Se giró sabiendo que ni un solo estudiante la ayudaría para no desafiar a Jared, así que buscó a uno de los conserjes.
—Por favor… ¿podría bajarme la mochila? —le pidió y el hombre, sin mucho entusiasmo, se apresuró a buscar una escalera.
—Claro, señorita —dijo ayudándola a descolgarla.
Mientras tanto, Jared estaba al otro lado del gimnasio, listo para disfrutar la broma hasta que vio a la chica acercarse.
—¿Qué va a ser lo siguiente, Collins? ¿Hacerme desfilar desnuda por el campus? —siseó Millie empujando el casco contra su estómago y Jared leyó la grosería pintada en él—. ¿Eso te gustaría? —lo increpó con los ojos húmedos y él dejó escapar un gruñido hosco.

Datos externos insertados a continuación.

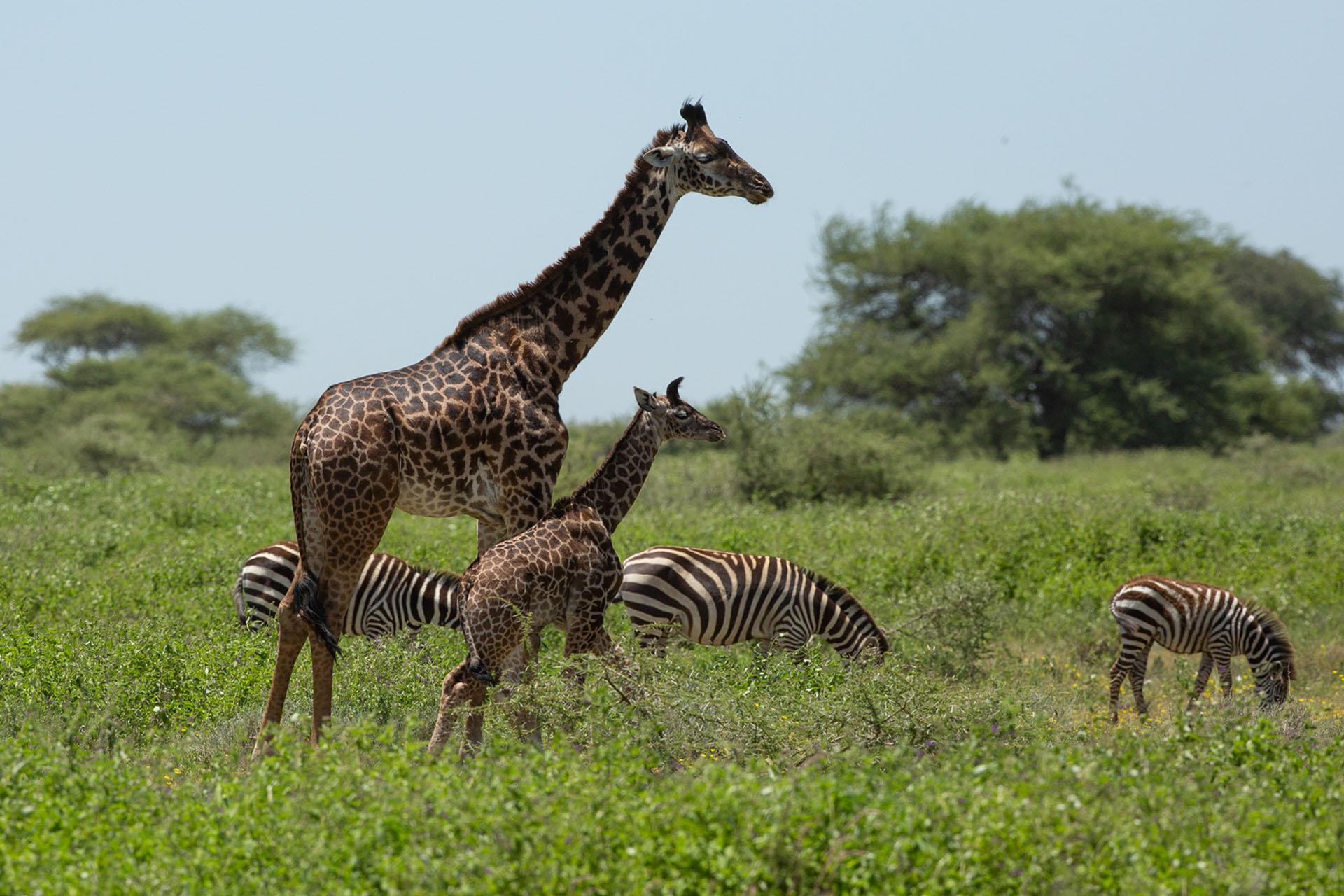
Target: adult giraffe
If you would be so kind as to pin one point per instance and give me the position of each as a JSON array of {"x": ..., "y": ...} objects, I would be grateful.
[{"x": 475, "y": 428}]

Su rostro se tensó en un segundo y una mezcla de ira y frustración lo recorrió. Él no había mandado a que escribieran esa babosada.
Millie se alejó de allí, y él se quedó de pie mirando al lugar donde no quedaba ya ni su sombra.
—Esto ya es demasiado —murmuró para sí mismo, bajando la mirada y alejándose sin decir nada.
Pero aunque habría podido detener todo con una sola palabra no lo hizo. Simplemente asumió que si él dejaba de molestarla los demás también lo harían, pero pronto aprendería que no había peor error que asumir por los demás.